I used to throw the F word around like it was candy.
I thought – well – it’s not offensive if I use it, I mean, I’m gay. A f#g calling another gay, f#g, can’t be too terrible, right?
Then I joined West Hollywood dodgeball.
I still used the word under my breath, sometimes as a term of endearment, other times as an insult. And not everyone looked so kindly on its use.
A fellow dodgeball pal came up to me and explained, “Don’t you know using that word only perpetuates the cycle of negativity associated with being gay”? First instinct was – quiet down lil’ miss self-righteous, and get off your soapbox. But he continued, “No, really. Do you like being called that word? If you use it, then what right do you have asking someone else not to?”
So – of course – I thought about this, I thought about it a lot. I mean, he had a valid point.
And as it turns out, at that time, I had some pretty hefty internalized homophobia issues. So in a way, when I used that word, even if I used the term lightly or with humor, I was not only putting down gays for being gay, but I was also putting down myself. And I didn’t think too highly of myself as being gay back then, and maybe that’s why I used it so freely.
So -I kept on thinking about it. And I started thinking about the homophobia that’s rampant, even in our own community, and how that affects the way we care for each other and ourselves.
I mean, how many times on grinder, a4a or manhunt do you see the term “Masculine/ Masc only”.
Why?
Why are we demeaning our more feminine counterparts?

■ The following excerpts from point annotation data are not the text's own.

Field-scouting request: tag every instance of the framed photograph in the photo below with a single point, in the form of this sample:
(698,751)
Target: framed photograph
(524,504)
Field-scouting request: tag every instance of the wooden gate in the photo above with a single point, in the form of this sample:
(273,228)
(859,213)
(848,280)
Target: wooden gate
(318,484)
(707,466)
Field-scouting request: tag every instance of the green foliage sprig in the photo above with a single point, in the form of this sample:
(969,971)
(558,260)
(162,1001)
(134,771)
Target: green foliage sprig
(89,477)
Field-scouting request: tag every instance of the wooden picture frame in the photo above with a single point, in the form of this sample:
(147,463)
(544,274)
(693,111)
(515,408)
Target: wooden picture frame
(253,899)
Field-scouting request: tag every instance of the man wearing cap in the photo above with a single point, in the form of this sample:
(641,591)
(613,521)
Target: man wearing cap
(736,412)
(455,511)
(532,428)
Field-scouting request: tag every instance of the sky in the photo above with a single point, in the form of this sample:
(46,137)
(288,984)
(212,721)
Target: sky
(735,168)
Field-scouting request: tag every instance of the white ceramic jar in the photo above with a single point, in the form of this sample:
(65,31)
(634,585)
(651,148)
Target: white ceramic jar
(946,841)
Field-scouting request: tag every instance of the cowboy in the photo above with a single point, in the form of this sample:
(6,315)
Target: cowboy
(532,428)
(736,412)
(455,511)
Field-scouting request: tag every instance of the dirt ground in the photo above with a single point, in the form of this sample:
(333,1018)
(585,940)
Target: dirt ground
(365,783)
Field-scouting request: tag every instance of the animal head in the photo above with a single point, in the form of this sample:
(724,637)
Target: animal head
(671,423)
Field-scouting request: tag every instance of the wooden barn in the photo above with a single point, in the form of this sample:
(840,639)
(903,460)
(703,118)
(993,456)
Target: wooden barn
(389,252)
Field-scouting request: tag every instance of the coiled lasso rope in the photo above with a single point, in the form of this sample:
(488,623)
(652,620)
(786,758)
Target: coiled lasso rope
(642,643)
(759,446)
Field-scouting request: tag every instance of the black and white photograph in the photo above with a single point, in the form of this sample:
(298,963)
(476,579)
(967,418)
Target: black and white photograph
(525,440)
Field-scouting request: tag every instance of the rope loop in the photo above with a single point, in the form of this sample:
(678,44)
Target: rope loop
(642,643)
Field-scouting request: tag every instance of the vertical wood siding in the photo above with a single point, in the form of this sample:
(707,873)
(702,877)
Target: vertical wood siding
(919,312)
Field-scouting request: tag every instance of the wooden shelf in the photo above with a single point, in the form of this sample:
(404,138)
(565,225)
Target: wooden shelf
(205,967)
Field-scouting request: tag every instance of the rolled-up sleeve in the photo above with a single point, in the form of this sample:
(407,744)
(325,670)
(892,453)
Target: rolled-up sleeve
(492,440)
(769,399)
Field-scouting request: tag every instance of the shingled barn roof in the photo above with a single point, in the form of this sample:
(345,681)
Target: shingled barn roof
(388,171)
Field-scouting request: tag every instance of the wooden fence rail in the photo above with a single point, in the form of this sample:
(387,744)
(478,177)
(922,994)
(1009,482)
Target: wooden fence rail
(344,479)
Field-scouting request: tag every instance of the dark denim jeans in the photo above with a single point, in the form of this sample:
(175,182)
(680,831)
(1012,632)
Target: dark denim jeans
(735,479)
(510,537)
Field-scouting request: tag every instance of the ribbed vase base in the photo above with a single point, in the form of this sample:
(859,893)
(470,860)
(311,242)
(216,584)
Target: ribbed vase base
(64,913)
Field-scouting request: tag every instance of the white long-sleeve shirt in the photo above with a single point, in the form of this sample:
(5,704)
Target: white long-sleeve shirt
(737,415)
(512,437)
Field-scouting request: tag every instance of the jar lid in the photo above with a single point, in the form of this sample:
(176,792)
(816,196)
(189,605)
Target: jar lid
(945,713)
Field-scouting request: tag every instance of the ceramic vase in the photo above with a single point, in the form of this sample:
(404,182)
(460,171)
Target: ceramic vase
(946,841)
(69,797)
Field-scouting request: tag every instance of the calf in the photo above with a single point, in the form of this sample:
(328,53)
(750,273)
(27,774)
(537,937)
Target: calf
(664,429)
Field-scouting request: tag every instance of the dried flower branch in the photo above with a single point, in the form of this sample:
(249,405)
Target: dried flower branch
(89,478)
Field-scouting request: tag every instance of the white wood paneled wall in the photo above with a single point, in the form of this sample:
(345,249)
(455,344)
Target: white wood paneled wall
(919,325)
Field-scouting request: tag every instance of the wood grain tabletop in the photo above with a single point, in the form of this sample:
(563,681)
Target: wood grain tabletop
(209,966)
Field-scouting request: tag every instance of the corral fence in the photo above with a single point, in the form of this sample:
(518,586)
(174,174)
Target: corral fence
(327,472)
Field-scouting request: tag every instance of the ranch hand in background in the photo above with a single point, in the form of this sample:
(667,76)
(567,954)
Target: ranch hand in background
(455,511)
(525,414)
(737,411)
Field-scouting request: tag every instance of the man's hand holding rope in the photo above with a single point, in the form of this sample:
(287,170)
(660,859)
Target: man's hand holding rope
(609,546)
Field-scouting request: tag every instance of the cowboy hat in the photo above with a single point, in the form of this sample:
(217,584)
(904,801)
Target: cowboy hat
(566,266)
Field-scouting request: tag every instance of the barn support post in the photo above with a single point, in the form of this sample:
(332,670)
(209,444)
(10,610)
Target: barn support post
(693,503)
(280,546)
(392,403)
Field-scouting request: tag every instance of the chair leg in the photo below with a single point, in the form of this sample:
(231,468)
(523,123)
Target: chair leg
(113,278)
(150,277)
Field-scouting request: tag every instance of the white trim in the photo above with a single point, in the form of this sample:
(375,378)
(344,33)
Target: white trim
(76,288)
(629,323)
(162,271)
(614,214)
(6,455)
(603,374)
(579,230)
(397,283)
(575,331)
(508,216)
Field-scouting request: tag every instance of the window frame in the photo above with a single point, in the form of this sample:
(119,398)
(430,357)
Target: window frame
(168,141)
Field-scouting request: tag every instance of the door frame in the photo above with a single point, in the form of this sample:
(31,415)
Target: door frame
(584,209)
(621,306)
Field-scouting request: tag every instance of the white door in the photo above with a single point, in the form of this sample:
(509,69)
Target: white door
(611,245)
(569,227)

It’s one thing to not be attracted to feminine guys; it’s another to put it out there, constantly. It’s like saying I have this exclusive club, a club that only accepts certain kinds of homosexuals. It’s like saying – being effeminate is wrong. It’s gross. It turns me off. It’s like trying to shirk out of the fact that you either like to give it / or take it up the ass. And you can’t get any gayer than going anal, right? That’s way gayer than a limp wrist, flamboyant vocal inflections, or over accessorizing. So if you’re not into feminine guys, fine, but why publicize it and put others down as you do?
In dodgeball alone, there are some very attractive, feminine acting guys. And often, they’re much more secure with themselves than some of these “masc” other guys.
So what – they’re the real f#%gots, and the rest of us, “masc” guys, we’re not?
As a community that has long had troubles being accepted or fitting in, why don’t we lead the way and accept and respect all our community, fem, masc., or somewhere in between.
And if we do take care of ourselves and each other psychologically, then hopefully this will lead us to make better choices about our health. Which is a win-win for all of us.